Variational inference (VI) approximates a target density $p$ by the best match $q$ in a family of tractable distributions. The best variational approximation is found by minimizing a divergence between distributions, $D(p||q)$, and several divergences have been proposed as objective functions for VI, with different choices leading to different approximations. We show that even when these divergences have different minimizers, the resulting approximations all abide by certain symmetry-matching principles. Specifically, our results hold for all $f$-divergences, a broad class which includes the reverse and forward Kullback-Leibler divergences and the $α$-divergences. We show that in the presence of even symmetry, any stationary point of an $f$-divergence is guaranteed to recover the mean of $p$ and likewise, in the presence of elliptical symmetry, any stationary point is guaranteed to recover its correlation matrix. To obtain these guarantees we assume that $p$ and $q$ are unimodal, but notably we do not require them to be log-concave, light-tailed, or even everywhere-smooth. These guarantees generalize a previous result obtained for the reverse Kullback-Leibler divergence when $p$ is log-concave. They also extend to cases where the target density $p$ only exhibits symmetry along some but not all of its coordinates. These partial symmetries arise naturally in Bayesian hierarchical models, where the prior induces a challenging geometry but still possesses axes of symmetry.

翻译：变分推理（VI）通过从易处理的分布族中选取最优匹配$q$来近似目标密度$p$。最优变分近似通过最小化分布之间的散度$D(p||q)$实现，目前已提出多种散度作为VI的目标函数，不同选择会导致不同近似结果。
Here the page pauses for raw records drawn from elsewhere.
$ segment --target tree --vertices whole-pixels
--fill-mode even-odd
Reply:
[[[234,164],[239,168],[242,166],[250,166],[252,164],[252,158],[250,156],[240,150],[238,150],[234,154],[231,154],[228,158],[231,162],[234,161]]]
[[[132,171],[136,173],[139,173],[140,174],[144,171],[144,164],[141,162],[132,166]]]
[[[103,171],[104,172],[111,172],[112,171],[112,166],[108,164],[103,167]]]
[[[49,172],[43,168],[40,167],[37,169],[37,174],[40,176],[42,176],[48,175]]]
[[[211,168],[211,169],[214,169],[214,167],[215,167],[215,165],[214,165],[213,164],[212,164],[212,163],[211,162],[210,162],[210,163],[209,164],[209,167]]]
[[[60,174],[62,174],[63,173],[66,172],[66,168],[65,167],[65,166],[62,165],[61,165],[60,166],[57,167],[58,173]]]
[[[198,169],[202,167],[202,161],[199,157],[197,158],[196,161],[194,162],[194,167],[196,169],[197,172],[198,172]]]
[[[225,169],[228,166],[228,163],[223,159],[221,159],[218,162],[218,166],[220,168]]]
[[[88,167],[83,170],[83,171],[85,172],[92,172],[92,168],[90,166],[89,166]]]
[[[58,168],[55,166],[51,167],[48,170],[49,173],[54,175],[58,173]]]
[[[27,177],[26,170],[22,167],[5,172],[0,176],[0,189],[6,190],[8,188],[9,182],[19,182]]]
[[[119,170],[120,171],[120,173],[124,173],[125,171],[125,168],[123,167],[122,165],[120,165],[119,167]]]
我们证明，即使这些散度具有不同的极小化点，所得近似仍遵循特定的对称匹配原则。具体而言，我们的结论适用于所有$f$-散度——这一广泛类别包括逆向和正向Kullback-Leibler散度以及$\alpha$-散度。研究表明，在偶对称条件下，$f$-散度的任意驻点必能恢复$p$的均值；类似地，在椭圆对称条件下，任意驻点必能恢复其相关矩阵。为获得这些保证，我们假设$p$和$q$是单峰的，但值得注意的是，并不要求它们是对数凹的、轻尾的，甚至无需处处光滑。这些保证推广了先前关于$p$为对数凹时逆向Kullback-Leibler散度的结论，并扩展至目标密度$p$仅沿部分坐标而非全部坐标呈现对称性的情形。这种部分对称性在贝叶斯层次模型中自然产生，此时先验虽导致复杂的几何结构，但仍保留对称轴。